Raised beds require lots of wood, and wood is expensive. An initial estimate put the cost at £200 to £300 all-in, but I noticed B&Q were selling “value” decking at £1.94 for 2.4m. Absolutely ideal. The whole project should cost in the region of £60. Factor in the £25 for the greenhouse and extra bits and bobs, and I’ve spent £100-ish so far. A bargain.

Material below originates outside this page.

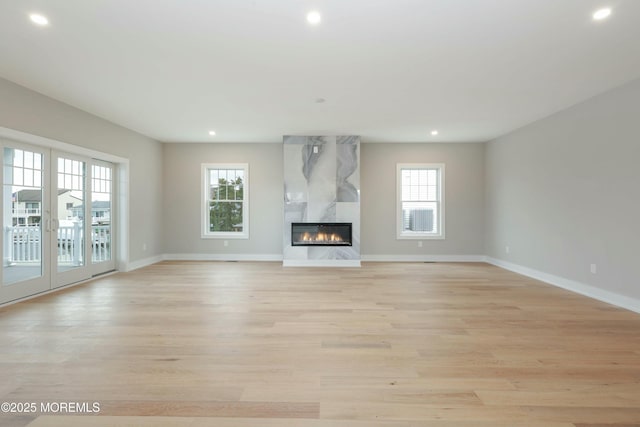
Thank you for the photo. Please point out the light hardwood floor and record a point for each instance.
(386, 345)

Oh, and I mustn’t forget to talk about one final thing before I wind up this entry – shite. Or rather manure and compost. All last year I’d been saving scraps of left-over food, and using a bokashi to turn it into compost. I’d accumulated what I thought was quite a stash, but it only covered the potato bed. It was obvious that I wasn’t going to be self-sufficient when it came to this stuff, but fortunately Andy, a colleague of mine at work who also has an allotment, knew of a supply of well-rotted horse manure. He and I spent a Saturday morning shovelling the stuff into the back of my car (in bags, of course), and we split the proceeds. Even that didn’t last very long. My half was just enough for the strawbs. We’ll return another day and really collect a lot. There’s plenty left, and if we get better organised I’d like to get enough to last all year. So, two crops (potatoes and strawbs) are now growing in well-rotted organic crap. Let’s see how it affects growth. Will I get a bumper crop? Or I have I merely fed the (w)rack weed? We’ll know with the next couple of months.